Но тут к нему, прямо у шатра царицы, подъехал какой-то дьяк и сразу, не представившись, объявил:
— Пан Юрий, государь велел тебе пожаловать к нему сейчас же! Он ждёт тебя!
— Как, вот так сразу?! — удивился пан Юрий и показал на себя, на свою дорожную одежду; другую, для выхода в свет, его слуги только начали разбирать в его палатке. — Дайте хотя бы стряхнуть пыль-то, умыться с дороги!
Он запротестовал, не понимая такой спешки.

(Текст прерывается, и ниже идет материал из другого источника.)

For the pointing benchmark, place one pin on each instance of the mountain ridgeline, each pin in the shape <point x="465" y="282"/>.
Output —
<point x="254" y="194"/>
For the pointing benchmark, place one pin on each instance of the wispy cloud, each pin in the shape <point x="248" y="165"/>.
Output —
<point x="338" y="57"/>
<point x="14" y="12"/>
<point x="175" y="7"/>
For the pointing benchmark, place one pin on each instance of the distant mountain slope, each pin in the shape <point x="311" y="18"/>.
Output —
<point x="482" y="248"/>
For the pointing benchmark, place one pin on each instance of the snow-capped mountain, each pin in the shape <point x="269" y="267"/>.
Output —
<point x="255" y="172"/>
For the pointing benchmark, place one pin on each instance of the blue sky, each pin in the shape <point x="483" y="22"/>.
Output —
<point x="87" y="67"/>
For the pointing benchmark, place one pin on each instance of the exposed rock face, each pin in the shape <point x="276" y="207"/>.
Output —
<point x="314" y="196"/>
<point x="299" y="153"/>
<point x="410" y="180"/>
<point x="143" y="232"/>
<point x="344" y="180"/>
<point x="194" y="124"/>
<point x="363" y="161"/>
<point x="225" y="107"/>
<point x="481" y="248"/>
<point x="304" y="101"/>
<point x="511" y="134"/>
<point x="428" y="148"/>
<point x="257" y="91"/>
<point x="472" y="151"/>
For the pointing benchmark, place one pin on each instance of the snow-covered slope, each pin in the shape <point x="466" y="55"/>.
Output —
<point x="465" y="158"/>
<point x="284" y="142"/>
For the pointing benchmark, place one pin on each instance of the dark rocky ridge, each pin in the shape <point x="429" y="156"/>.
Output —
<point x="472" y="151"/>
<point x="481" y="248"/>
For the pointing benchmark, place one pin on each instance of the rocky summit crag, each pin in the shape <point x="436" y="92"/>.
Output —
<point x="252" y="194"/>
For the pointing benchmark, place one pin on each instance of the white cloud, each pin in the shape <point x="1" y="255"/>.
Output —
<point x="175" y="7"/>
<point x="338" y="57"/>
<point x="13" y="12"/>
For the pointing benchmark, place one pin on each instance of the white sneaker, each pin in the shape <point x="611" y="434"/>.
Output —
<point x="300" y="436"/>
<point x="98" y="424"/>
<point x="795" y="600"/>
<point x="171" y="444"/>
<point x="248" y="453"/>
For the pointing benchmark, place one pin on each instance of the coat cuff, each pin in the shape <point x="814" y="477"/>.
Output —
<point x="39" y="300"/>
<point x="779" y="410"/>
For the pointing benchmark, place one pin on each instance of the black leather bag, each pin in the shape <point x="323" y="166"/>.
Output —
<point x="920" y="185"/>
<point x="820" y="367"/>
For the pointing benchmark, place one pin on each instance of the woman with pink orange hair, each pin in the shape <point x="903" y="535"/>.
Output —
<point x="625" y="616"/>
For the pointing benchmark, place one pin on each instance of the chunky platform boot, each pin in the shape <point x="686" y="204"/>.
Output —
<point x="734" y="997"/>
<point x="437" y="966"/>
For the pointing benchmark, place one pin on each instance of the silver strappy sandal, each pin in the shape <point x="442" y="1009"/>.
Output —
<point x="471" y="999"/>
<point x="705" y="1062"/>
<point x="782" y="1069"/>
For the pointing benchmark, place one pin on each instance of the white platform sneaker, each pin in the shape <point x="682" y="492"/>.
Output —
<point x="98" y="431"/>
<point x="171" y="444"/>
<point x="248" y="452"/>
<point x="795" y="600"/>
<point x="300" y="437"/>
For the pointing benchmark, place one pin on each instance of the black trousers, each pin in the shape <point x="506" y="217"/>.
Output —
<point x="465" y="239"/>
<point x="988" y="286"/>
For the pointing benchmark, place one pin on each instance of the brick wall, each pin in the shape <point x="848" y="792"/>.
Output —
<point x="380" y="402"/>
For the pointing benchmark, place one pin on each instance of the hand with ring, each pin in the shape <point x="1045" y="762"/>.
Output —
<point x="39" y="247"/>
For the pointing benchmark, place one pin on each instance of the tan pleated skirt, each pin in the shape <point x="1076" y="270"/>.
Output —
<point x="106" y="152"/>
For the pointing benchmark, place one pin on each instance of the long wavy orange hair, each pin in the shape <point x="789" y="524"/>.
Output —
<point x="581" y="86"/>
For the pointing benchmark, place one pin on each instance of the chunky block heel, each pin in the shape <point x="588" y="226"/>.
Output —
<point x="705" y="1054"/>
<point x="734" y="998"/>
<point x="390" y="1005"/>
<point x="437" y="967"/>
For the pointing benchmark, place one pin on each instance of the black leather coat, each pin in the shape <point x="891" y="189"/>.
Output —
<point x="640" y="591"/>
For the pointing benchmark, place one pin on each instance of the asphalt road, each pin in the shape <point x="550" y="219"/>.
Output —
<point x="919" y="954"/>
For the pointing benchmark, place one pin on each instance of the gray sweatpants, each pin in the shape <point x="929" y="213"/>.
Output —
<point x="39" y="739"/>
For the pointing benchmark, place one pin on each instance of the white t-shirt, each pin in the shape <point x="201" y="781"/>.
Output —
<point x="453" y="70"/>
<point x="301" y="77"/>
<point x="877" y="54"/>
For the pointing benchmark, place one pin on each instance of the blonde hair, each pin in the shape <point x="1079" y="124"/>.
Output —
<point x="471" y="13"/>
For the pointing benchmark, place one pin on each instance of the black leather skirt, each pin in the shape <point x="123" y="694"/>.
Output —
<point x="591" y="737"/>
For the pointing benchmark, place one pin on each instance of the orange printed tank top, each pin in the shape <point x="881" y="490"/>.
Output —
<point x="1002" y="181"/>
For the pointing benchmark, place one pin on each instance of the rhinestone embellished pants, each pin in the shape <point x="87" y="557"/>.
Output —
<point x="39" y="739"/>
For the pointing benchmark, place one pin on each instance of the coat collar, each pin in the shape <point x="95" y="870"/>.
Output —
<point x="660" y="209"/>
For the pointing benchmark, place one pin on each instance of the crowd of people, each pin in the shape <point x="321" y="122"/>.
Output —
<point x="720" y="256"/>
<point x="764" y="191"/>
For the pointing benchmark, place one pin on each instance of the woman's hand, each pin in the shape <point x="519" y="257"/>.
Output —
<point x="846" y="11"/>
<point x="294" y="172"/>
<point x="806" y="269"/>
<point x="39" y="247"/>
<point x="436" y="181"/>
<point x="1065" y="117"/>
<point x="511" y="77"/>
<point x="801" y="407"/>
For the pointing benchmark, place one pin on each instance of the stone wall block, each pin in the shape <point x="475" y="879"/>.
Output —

— А ты кто таков? — спросил князь Адам дьяка, подъехав к ним, когда заметил, что пан Юрий попал в затруднительное положение. Его, этого дьяка, он видел впервые как новое лицо при царе и решил нажать на него.
— Думный дьяк Пётр Третьяков! — отозвался тот, драчливо тряхнув лохматой головой, глядя нахально раскосыми татарскими глазами на него.
И князь Адам вдруг странно сник, переглянулся с паном Юрием, пожал плечами, мол, царь есть царь, и надо ехать, но предложил свои услуги: проводить его туда.
На это пан Юрий благодарно согласился, крикнул Станиславу: «Я по делу, буду позже!» — повернул коня вслед за дьяком и поехал рядом с Вишневецким в сторону большого лагеря самозванца.
А в этот день ещё с самого утра подле царского шатра толкался всякий люд: купцы, обиженные в лагере на торгах, какие-то просители, дьяки и подьячие из всех приказов. Это дьячее племя вдруг стало здесь расти и пухнуть. И словно кислым запашком дунуло по лагерю. Жизнь государева здесь ещё не началась, а уже заквасилась.
Дьяки и просители подолгу торчали у шатра и от безделья зубоскалили со стрельцами из царской охраны. А Димитрий вызывал их по очереди к себе. Докладывал же о них его дворецкий, князь Семён Звенигородский… Да, да! У него и дворецкий теперь тоже князь!.. Князь Семён из захудалой ветви черниговских князей, смугловатый, с густой сединой, ему уже за пятьдесят, не избалованный судьбой, удачей, ловил её в потёмках смуты здесь.
В шатёр вошёл его новый думный дьяк, встал рядом с дворецким.
Димитрий глянул на этих двоих.
— Пётр Алексеев сын Третьяков! — напомнил дьяк ему своё имя.